Por último, la profesora y crítica literaria Leonor María Martínez Serrano, en “VN, o el ejercicio lúcido de la crítica de arte”, profundiza en el objetivo de no ser un crítico profesional, sino uno amateur, en el mejor sentido de la palabra, cuya “mirada lúcida y fresca [es] capaz de captar matices que tal vez pasen desapercibidos a los historiadores o críticos de arte profesionales”.

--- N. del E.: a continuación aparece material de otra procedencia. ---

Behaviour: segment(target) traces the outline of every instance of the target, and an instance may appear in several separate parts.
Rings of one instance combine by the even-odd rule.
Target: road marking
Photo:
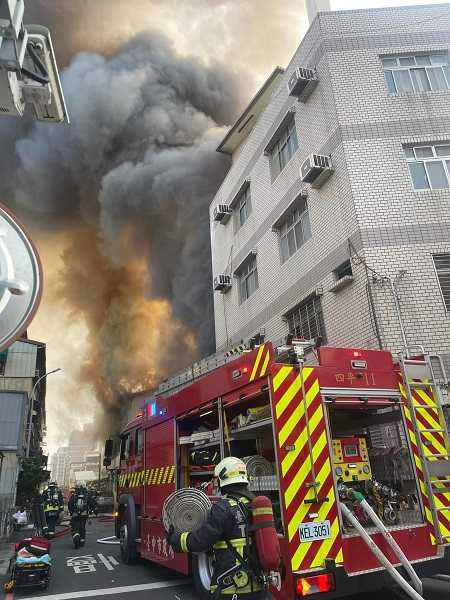
[[[117,594],[129,594],[132,592],[144,592],[146,590],[157,590],[166,587],[177,587],[191,583],[190,579],[183,581],[155,581],[154,583],[143,583],[141,585],[128,585],[118,588],[104,588],[101,590],[85,590],[83,592],[68,592],[67,594],[51,594],[49,596],[33,596],[33,600],[72,600],[72,598],[95,598],[95,596],[111,596]]]
[[[97,556],[102,561],[102,563],[105,565],[105,567],[108,569],[108,571],[114,571],[114,567],[108,561],[108,559],[103,556],[103,554],[97,554]]]

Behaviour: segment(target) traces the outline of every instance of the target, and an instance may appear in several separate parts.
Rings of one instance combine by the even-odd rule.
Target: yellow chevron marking
[[[270,352],[267,350],[266,356],[264,357],[263,366],[261,367],[261,371],[259,372],[259,376],[262,377],[266,374],[267,365],[269,364]]]
[[[339,552],[336,554],[336,558],[335,558],[335,562],[337,564],[341,564],[344,562],[344,552],[342,550],[342,548],[339,550]]]
[[[312,386],[309,388],[309,390],[306,392],[305,400],[306,400],[306,405],[308,407],[311,404],[311,402],[314,400],[314,398],[317,396],[318,393],[319,393],[319,380],[316,379],[315,382],[312,384]],[[280,430],[280,433],[278,434],[280,448],[281,448],[281,446],[284,445],[285,441],[288,439],[288,437],[292,433],[294,427],[300,421],[304,412],[305,412],[305,402],[300,401],[299,405],[294,410],[294,412],[289,417],[289,419],[286,421],[286,423],[283,425],[283,427]]]
[[[308,465],[308,467],[309,467],[309,465]],[[331,471],[330,461],[327,459],[324,462],[319,473],[317,474],[317,481],[320,483],[319,487],[317,488],[318,494],[322,490],[323,484],[325,483],[326,478],[330,474],[330,471]],[[303,484],[303,482],[300,485],[302,485],[302,484]],[[330,501],[331,501],[331,498],[330,498]],[[308,512],[310,510],[311,510],[311,505],[305,504],[304,502],[302,504],[300,504],[300,506],[297,508],[297,510],[295,511],[295,513],[288,525],[289,541],[291,541],[292,538],[294,537],[294,535],[297,533],[298,526],[300,525],[300,523],[303,522],[304,518],[306,517],[306,515],[308,514]]]
[[[306,381],[312,372],[313,369],[311,369],[310,367],[305,367],[303,369],[303,381]],[[281,396],[280,400],[278,400],[277,402],[277,405],[275,407],[277,418],[279,418],[284,413],[286,408],[292,402],[295,395],[301,390],[301,387],[301,378],[300,375],[297,375],[297,377],[291,383],[289,388],[285,391],[285,393]]]
[[[317,440],[317,442],[314,445],[313,456],[318,456],[322,452],[322,450],[325,448],[326,443],[327,443],[327,436],[326,436],[325,431],[322,431],[322,433],[319,436],[319,439]],[[286,492],[284,493],[286,508],[291,504],[292,500],[295,498],[295,495],[299,491],[300,485],[305,480],[307,474],[310,473],[310,471],[311,471],[311,460],[310,460],[310,457],[308,456],[308,458],[303,463],[302,467],[299,469],[297,475],[294,477],[294,479],[289,484]]]
[[[264,344],[258,348],[258,353],[256,355],[255,364],[253,365],[253,371],[250,375],[250,381],[253,381],[256,377],[256,373],[258,372],[259,363],[261,361],[261,356],[264,351]]]
[[[162,476],[164,475],[164,467],[159,468],[158,481],[156,482],[158,485],[161,483]]]
[[[319,404],[315,413],[309,420],[309,431],[310,431],[311,435],[315,431],[317,425],[322,421],[322,419],[323,419],[323,410],[322,410],[322,405]],[[283,462],[281,463],[281,472],[282,472],[283,477],[286,475],[286,473],[292,467],[297,456],[299,456],[300,452],[303,450],[307,441],[308,441],[308,430],[305,427],[304,429],[302,429],[300,435],[294,442],[295,450],[288,452],[286,454],[286,456],[284,457]]]
[[[276,375],[273,378],[273,389],[275,392],[286,379],[286,377],[289,375],[289,373],[292,373],[293,370],[293,367],[281,367],[278,373],[276,373]]]

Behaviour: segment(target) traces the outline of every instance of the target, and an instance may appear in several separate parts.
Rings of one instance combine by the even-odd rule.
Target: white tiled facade
[[[450,189],[415,191],[404,145],[450,143],[450,91],[390,95],[385,55],[448,52],[450,4],[320,13],[255,127],[236,149],[211,204],[213,276],[233,274],[256,251],[259,287],[239,301],[238,280],[215,293],[217,350],[259,332],[280,341],[289,310],[322,289],[327,342],[378,348],[369,294],[383,347],[401,350],[393,294],[382,277],[395,276],[408,344],[444,355],[450,374],[450,315],[432,255],[450,253]],[[297,66],[317,69],[306,101],[288,95]],[[272,181],[264,149],[290,110],[299,148]],[[311,153],[331,155],[334,173],[320,189],[300,180]],[[213,220],[250,181],[252,213],[236,231]],[[273,224],[300,194],[307,196],[312,236],[284,264]],[[333,270],[352,258],[354,281],[339,292]],[[366,270],[366,265],[369,270]],[[378,276],[374,281],[373,269]]]

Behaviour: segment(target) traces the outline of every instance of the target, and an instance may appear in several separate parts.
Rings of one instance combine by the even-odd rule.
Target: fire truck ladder
[[[426,355],[423,347],[414,347],[416,350],[417,348],[423,358],[410,358],[410,350],[413,348],[407,348],[406,356],[401,356],[400,365],[416,433],[417,449],[423,465],[437,543],[445,544],[450,542],[450,536],[442,535],[439,513],[450,513],[450,503],[442,506],[442,502],[438,501],[438,495],[450,492],[450,453],[447,425],[440,405],[436,375],[442,382],[446,382],[446,376],[442,359],[438,355]],[[431,394],[427,394],[427,391],[431,391]],[[430,421],[434,421],[437,427],[430,427]],[[430,451],[429,446],[433,446],[434,435],[444,440],[444,452]],[[442,447],[442,444],[440,445]]]

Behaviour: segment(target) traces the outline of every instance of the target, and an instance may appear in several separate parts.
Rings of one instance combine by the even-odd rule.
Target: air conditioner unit
[[[231,217],[232,212],[233,211],[231,210],[231,208],[226,204],[218,204],[214,208],[213,219],[214,221],[225,225]]]
[[[289,78],[287,88],[290,96],[296,96],[300,102],[306,102],[318,83],[315,69],[297,67]]]
[[[217,275],[217,277],[214,277],[214,291],[225,294],[229,289],[231,289],[231,275]]]
[[[310,154],[300,167],[302,181],[313,188],[321,187],[332,172],[331,157],[321,154]]]

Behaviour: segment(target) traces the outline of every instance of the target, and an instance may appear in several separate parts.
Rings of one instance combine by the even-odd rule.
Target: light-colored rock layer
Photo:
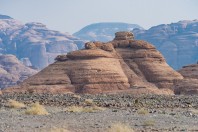
[[[0,89],[17,85],[37,71],[23,65],[14,55],[0,55]]]
[[[174,81],[183,76],[166,64],[154,46],[123,34],[128,35],[122,32],[116,37],[125,40],[90,42],[84,50],[58,56],[55,63],[3,93],[173,94]]]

Amante de los libros que nos habla de su amor, las observaciones del autor de Sonetos como pueblos (1989) sobre arte son sagaces. Se ocupa de los movimientos más imperceptibles, sin pretensiones, con una intensidad inaudita, lo mismo del catálogo de la exposición “Tríada” de Juan Vicente Zafra Polo (1991), como del aguafuerte de Manolo Gil “La Ribera” (1992) o los “Paisajes de Ipagro y Poley” de Lorenzo Marqués Repiso-Muñoz.
Sostiene el autor de Teselas: “Picasso ha sido toda la luz de Málaga, como jamás ser alguno fuera capaz de apresarla; el sol total que habría que reinventar la tiniebla tectónica de las formas, el humanismo del asalto a lo impenetrable”. Lo mismo podría haber dicho de sí mismo y su forma de registrar y clasificar sus pensamientos al mismo tiempo que arroja luz a través de sus apotegmas ex cathedra.
Concluye Martínez Serrano: “Todos estos escritos de tersa prosa poética nos desvelan a un autor atento a los matices expresivos de la lengua, arma de precisión cognoscitiva y de comunicación. Encarnan el ejercicio lúcido de la crítica de arte que frecuentó VN, que holló los caminos de la poesía, del sofisma y del ensayo en busca del sentido último de las cosas, siempre atento a la irresistible llamada del arte, sensible a cada instante a su poder emancipador como herramienta de conocimiento de nosotros mismos y del mundo del que formamos parte”.